The over-bet is one of those lovely poker plays that many newbies luck into naturally. It’s a bully’s move and it’s simple, but that doesn’t mean that it doesn’t have a place at the table.

This is one of those poker plays you use when you know that your opponent can call a regular bet, but can’t match your stacks. It’s something you do late in the game because you’ve got more money than the other players.

Over-betting is, at its core, exactly what it sounds like. You’re betting way too much for the pot to scare off other players. You just need to figure out how to do it correctly.

poker plays - over bet

The reason that newbies love this particular move is because it leads to some easy wins. The reason they tend to abandon it, though, is because it leads to some enormous losses.

Your goal is to figure out exactly how you’re going to use the move and what you’re hoping to get out of it. Typically, you’re either using it as a bluff or as manipulation.

The bluff move is one of the first poker plays that most people ever learn.
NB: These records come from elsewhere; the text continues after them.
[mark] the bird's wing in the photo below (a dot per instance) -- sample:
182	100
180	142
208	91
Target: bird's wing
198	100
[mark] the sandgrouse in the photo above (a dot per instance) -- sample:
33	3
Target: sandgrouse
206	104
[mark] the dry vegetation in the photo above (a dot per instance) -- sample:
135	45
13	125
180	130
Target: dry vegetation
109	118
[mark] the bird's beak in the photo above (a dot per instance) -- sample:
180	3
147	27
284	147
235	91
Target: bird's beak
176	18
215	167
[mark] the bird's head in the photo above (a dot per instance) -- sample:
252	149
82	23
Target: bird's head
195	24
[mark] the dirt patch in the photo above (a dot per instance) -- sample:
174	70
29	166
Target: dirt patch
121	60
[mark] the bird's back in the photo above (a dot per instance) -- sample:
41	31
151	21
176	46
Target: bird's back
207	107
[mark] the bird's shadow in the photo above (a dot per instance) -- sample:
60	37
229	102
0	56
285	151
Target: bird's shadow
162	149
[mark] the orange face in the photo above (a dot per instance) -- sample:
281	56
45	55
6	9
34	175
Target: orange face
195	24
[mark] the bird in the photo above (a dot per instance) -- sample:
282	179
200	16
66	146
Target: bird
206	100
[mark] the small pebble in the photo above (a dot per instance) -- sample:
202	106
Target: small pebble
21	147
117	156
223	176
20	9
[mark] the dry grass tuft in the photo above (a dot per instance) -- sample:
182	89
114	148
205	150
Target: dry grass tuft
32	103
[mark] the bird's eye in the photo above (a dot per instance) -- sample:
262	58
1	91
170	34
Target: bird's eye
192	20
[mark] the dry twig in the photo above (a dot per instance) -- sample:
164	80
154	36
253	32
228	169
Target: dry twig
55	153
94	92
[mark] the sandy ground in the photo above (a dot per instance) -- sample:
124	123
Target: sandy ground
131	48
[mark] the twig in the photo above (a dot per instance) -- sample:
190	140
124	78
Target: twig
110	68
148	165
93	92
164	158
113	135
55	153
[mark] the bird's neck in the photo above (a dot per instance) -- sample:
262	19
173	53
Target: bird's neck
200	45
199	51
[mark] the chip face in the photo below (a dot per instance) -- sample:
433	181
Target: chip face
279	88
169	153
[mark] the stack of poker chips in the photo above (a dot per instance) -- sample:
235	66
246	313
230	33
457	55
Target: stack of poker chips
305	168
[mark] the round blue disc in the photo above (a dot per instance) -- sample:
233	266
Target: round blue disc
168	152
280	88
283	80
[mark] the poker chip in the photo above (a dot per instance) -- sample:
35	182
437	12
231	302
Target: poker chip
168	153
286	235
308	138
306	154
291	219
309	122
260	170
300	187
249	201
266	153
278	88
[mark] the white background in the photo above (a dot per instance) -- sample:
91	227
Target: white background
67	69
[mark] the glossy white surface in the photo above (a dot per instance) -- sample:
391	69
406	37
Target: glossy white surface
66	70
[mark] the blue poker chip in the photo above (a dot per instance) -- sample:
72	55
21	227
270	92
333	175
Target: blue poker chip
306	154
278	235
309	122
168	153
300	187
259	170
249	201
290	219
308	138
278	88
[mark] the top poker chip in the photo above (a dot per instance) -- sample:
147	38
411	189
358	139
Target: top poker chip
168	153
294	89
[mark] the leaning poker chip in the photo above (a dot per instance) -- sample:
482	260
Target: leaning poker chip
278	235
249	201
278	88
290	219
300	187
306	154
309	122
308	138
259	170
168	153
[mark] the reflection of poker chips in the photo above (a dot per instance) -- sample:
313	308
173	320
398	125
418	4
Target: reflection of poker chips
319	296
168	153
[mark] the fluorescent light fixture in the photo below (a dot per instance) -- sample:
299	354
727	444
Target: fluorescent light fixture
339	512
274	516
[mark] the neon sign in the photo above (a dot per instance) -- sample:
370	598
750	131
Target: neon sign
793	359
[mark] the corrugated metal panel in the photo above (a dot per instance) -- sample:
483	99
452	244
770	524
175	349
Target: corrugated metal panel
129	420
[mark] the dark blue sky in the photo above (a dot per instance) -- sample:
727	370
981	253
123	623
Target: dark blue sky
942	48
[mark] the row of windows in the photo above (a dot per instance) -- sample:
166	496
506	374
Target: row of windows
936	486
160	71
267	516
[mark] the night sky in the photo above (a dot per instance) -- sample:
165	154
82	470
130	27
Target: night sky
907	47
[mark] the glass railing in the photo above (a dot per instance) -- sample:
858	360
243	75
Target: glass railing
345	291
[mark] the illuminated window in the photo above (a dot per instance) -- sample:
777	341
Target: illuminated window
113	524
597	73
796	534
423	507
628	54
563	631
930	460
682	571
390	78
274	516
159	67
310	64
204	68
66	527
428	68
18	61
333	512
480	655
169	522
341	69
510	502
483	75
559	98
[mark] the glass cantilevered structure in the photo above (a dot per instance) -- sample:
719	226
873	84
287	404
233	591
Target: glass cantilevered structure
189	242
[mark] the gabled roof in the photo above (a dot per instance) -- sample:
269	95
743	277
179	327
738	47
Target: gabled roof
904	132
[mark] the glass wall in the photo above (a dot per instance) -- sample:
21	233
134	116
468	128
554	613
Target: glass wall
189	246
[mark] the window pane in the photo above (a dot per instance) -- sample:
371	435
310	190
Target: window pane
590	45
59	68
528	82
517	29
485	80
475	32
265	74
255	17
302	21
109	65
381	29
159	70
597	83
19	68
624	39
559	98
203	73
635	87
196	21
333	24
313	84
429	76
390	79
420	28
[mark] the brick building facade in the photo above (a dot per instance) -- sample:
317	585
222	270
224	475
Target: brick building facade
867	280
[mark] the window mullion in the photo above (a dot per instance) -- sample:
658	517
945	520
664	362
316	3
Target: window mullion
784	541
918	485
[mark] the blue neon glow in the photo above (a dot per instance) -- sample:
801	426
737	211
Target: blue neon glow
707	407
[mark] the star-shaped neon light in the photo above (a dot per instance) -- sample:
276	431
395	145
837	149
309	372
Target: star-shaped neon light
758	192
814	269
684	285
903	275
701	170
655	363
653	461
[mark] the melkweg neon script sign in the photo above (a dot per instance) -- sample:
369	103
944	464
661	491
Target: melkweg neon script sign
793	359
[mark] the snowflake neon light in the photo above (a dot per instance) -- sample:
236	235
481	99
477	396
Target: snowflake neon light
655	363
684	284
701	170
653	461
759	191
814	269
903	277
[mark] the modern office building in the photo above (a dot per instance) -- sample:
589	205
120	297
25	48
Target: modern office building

They use big stacks to push other players away, and you’re going to do something similar. You’re just going to do it based on real information rather than gut instinct.

In this case, you’re looking at the hand strength, stack size, and tendencies of the other player at the table. You’re shooting to over-bet when you think the other guy has a good but not great hand, because that’s when other people tend to get conservative.

Think about it in really basic terms. If the other player has the kind of hand that leads to big poker plays, he’s going to use it no matter how you bet. If he’s got a bad hand, he’s going to fold when you’ve put down anything reasonable. It’s only with the middle of the road hand that the over-bet becomes a necessity.

Over-betting is, despite its use as a blunt-force tool, something that is often used to get value. You’ve got to know that it’s worth using at that specific time, otherwise you are simply committing too many resources to the endeavor. For one of the most basic poker plays, it’s also one that requires the most finesse.

Final Thoughts

These four poker plays need to become part of your arsenal. You can’t abandon the fundamentals, though. Think of these plays as hidden tools that you can use to supplement excellent, down-to-earth basics. See you at the WSOP!

♠ pokerjournal.org

Poker Plays – FAQs

Q: What is a stop and go in poker?

A: Instead of shoving pre-flop with a short-stack in a tournament, you are calling pre-flop and then shoving on the flop no matter what hits the board. This intention is to make it look as though you hit the flop.

Q: What does it mean to shove in poker?

A: A shove means to go all-in. This is also referred to as a jam.

Q: When should you re-raise in poker?

A: You should re-raise when you think you have a better hand than your opponent. I recommend doing this with monsters as well because most players will expect you to slow-play a monster and won’t see it coming.

Q: What is an overbet in poker?

A: An overbet means you’re betting more than is in the pot, sometimes a lot more. It confuses opponents and can look like a bluff. I like to use overbets with strong hands sometimes because my opponents will sometimes think it’s a bluff.